Я набрался смелости написать Вам, хотя знаю, что это письмо вряд ли до Вас дойдет. Оно наверняка потонет в ящике стола одного из множества Ваших референтов, и Вы так никогда и не узнаете, что я, Альфред Медухов, пилот первого класса Фонда „Спейс рисерч“, обвиняю Вас, Вам подобных, все человечество и прежде всего самого себя в грядущей, причем довольно-таки скоро, гибели нашей цивилизации. Вероятно, Вы никогда не узнаете, что над планетой Земля тяготеет проклятие, на сей раз это не чума, не термоядерный гриб, не рак или энергетический голод. На сей раз смерть зовется Альфред Медухов…
Просторный светло-желтый дом, большие окна, выходящие на юг, стриженые лужайки с рыхлыми кротовинами, бассейн — ничто здесь ему не принадлежит.
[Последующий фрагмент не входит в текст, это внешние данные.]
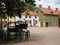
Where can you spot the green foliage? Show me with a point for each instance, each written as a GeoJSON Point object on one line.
{"type": "Point", "coordinates": [19, 5]}
{"type": "Point", "coordinates": [30, 7]}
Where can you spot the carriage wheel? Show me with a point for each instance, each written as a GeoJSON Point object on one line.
{"type": "Point", "coordinates": [27, 35]}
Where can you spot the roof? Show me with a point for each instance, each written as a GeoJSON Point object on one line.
{"type": "Point", "coordinates": [29, 13]}
{"type": "Point", "coordinates": [49, 11]}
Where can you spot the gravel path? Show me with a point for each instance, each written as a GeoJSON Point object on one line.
{"type": "Point", "coordinates": [41, 36]}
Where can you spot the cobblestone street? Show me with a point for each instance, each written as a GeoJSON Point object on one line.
{"type": "Point", "coordinates": [41, 36]}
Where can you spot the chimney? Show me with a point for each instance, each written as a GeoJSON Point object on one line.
{"type": "Point", "coordinates": [40, 6]}
{"type": "Point", "coordinates": [48, 7]}
{"type": "Point", "coordinates": [56, 9]}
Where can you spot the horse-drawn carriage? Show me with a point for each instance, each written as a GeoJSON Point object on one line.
{"type": "Point", "coordinates": [17, 31]}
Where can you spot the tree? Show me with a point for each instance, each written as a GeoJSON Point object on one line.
{"type": "Point", "coordinates": [16, 7]}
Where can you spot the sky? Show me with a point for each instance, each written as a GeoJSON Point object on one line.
{"type": "Point", "coordinates": [45, 3]}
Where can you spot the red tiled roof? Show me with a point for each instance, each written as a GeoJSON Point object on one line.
{"type": "Point", "coordinates": [49, 11]}
{"type": "Point", "coordinates": [29, 12]}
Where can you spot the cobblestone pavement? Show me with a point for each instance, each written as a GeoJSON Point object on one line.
{"type": "Point", "coordinates": [41, 36]}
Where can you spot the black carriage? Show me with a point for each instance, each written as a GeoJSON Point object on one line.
{"type": "Point", "coordinates": [18, 31]}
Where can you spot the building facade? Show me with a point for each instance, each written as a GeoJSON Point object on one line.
{"type": "Point", "coordinates": [48, 17]}
{"type": "Point", "coordinates": [31, 18]}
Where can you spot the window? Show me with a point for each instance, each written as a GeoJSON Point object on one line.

В решении Фонда сказано ясно: „Предоставляется Альфреду Медухову, пилоту первого класса, в пожизненное пользование“. „Нет вещи, которой можно пользоваться после смерти“, — с самодовольством восточного мудреца изрек Фанг Чжао после церемонии.
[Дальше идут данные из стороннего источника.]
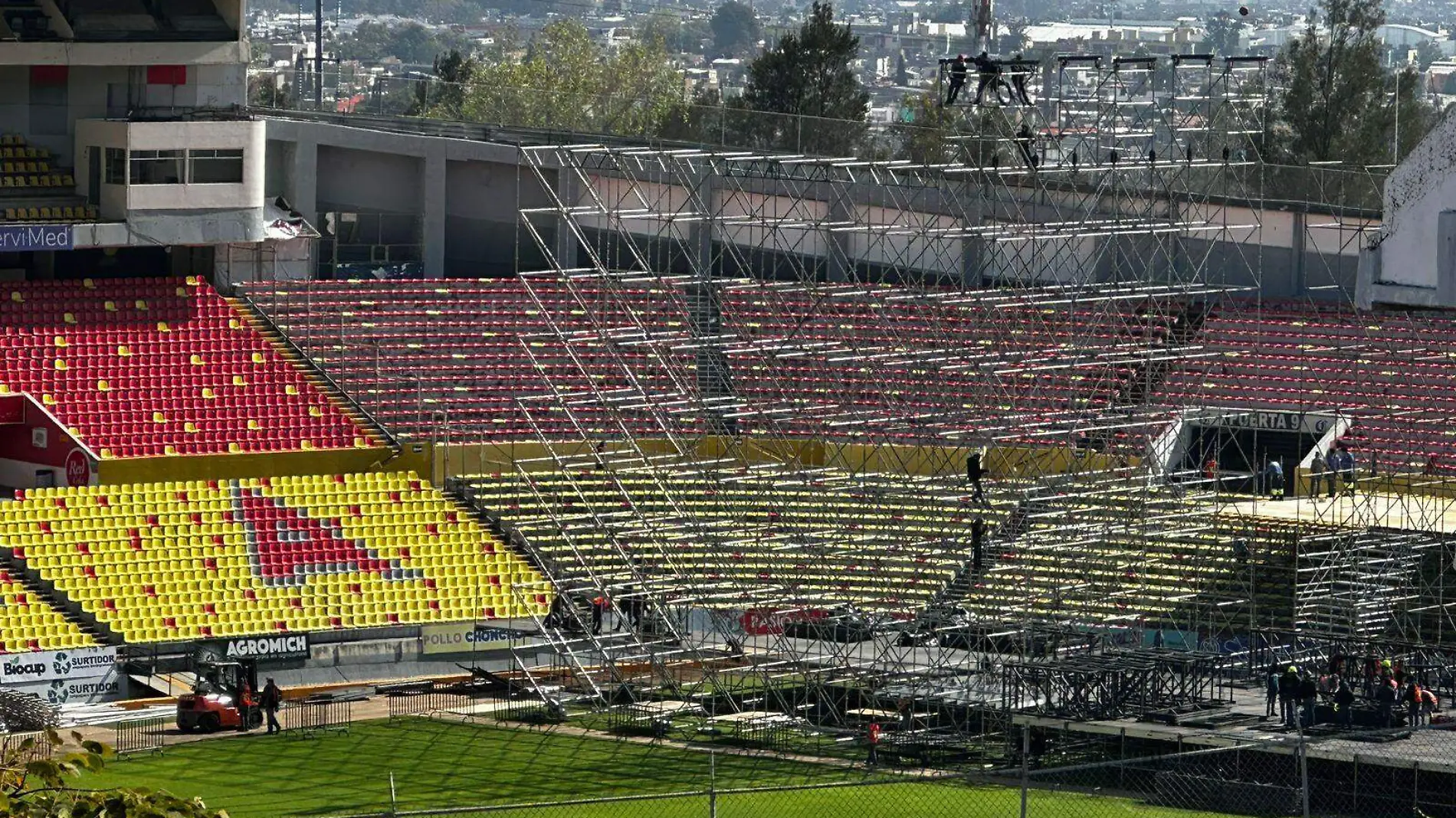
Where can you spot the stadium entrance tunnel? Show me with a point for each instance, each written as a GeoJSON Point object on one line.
{"type": "Point", "coordinates": [1237, 447]}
Уже тогда Альфред Медухов понял, что подарок — отнюдь не знак заботы или благодарности, а просто-напросто деликатно завуалированная форма пожизненного заключения, потому-то и не оставляет его чувство обреченности на обнесенных забором полутора декарах, да и не знает он той жизни, что кипит за забором, и страшится ее. Иногда он позволяет себе небольшие перестановки, причем скорее из любви к переменам, чем из желания удобства, но наблюдательный глаз Антонии быстро обнаруживает переставленную вещь, жирное пятнышко, искривившийся побег розы. И стоит ей заметить непорядок, как она подожмет губы и ходит несколько дней напряженная, как натянутая струна, и недовольная, пока ее педантизм не возьмет верх в бессловесной войне с Альфредом и не положит конец его самовольству. Потом все станет как вчера, как позавчера. Ощущение хода времени для нее невыносимо, и, стремясь полностью изолировать от него Альфреда, она убрала из дома все часы.
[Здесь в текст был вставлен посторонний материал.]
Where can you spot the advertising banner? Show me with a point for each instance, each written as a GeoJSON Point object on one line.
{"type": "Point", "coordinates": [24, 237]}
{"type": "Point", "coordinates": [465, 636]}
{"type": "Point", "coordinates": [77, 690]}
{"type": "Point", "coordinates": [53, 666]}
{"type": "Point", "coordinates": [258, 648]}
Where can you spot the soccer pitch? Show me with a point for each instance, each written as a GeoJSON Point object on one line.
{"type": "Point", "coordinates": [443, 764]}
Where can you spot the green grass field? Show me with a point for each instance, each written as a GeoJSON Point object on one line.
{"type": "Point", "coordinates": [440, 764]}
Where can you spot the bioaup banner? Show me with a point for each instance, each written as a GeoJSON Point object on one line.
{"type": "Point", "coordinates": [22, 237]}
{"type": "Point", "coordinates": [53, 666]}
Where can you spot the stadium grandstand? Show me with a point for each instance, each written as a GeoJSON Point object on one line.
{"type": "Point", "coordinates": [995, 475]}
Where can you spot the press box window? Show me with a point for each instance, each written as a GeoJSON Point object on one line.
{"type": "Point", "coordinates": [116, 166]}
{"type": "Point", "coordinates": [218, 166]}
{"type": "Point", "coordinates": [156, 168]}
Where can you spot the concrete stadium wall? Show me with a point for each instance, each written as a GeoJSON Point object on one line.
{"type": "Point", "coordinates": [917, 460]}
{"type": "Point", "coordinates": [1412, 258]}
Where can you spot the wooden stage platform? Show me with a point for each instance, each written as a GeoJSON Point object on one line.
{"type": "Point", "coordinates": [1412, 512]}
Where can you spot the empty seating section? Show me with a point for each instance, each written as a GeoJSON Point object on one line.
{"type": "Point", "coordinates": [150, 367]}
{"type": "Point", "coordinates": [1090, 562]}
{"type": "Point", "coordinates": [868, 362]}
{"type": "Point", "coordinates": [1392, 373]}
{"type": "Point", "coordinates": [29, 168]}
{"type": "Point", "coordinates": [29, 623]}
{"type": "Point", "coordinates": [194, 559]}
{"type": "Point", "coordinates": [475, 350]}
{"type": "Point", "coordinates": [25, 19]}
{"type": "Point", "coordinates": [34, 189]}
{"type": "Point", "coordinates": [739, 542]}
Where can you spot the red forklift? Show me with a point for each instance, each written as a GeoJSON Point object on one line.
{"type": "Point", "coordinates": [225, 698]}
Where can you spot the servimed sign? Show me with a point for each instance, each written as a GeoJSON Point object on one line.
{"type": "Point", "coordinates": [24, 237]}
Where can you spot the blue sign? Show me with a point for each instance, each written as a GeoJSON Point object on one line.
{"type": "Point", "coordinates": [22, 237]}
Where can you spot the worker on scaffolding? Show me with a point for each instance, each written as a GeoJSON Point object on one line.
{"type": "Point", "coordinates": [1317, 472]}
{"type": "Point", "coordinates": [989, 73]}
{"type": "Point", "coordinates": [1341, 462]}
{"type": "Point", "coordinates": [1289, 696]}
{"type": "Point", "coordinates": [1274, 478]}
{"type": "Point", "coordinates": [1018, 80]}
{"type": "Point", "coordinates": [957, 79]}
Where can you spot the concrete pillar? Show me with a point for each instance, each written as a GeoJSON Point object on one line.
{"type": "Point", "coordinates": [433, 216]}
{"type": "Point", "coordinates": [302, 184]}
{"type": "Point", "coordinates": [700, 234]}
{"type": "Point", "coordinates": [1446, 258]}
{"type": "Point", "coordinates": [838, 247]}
В среду, ровно в полдень, на шоссе за тополями замаячит желтый горбик грузовичка Розалины — точно букашка среди многоруких великанов: это „Спейс рисерч“ и внешний мир выплачивают ему свой оброк содержимым алюминиевых контейнеров. Розалина сама разгружает, оставляя подробную накладную, в которой отмечены все расходы, и, одарив его ни к чему не обязывающей улыбкой, вскидывает свой круглый задик на сиденье, машет на прощанье забавной кепочкой („Чао, Альфред, до следующей среды в это же время!“) и снова исчезает за тополями. Чао, Розалина! Черт тебя побери, козявка сицилианская, и откуда в тебе столько жизнерадостности? Затем они вдвоем с Антонией заботливо достают пакеты с мясом, бутылки вина, консервы и кофе, ищут, не попадется ли среди свертков конверт — знак чьего-либо внимания, но письма приходят только по праздникам, когда бывшие товарищи по космодрилье вручают своим секретаршам горы визитных карточек, чтобы они заполнили их щедрыми и великодушными словами: „Поздравляю с праздником!“
Как только скроется желтый грузовичок Розалины, является неотвратимый, как проклятье, унылый тропический дождь. Они садятся у большого окна гостиной, Антония подает душистый кофе с горячими сэндвичами из новой посылки; они смотрят на сизую пелену, по аллеям бегут ручьи, грязная вода бурлит, как когда-то в Гринфилде, когда паводком унесло будку Джека; собака долго скулила, беспомощно суча лапами, потом ее затянуло в водоворот. Собачья морда, остекленевшие глаза, кончики ушей… Вода, проглотив теплое ржавое тело Джека, вспучилась, довольно рыгнув несколькими крупными пузырями, — и конец. Разложившийся труп нашли у самой реки, мальчуган выкопал могилку, поплакал, неделю не возвращался домой, не желая никого видеть, но потом свыкся, потому что человек свыкается со своими потерями: выкопает могилу, поплачет, а потом привыкнет.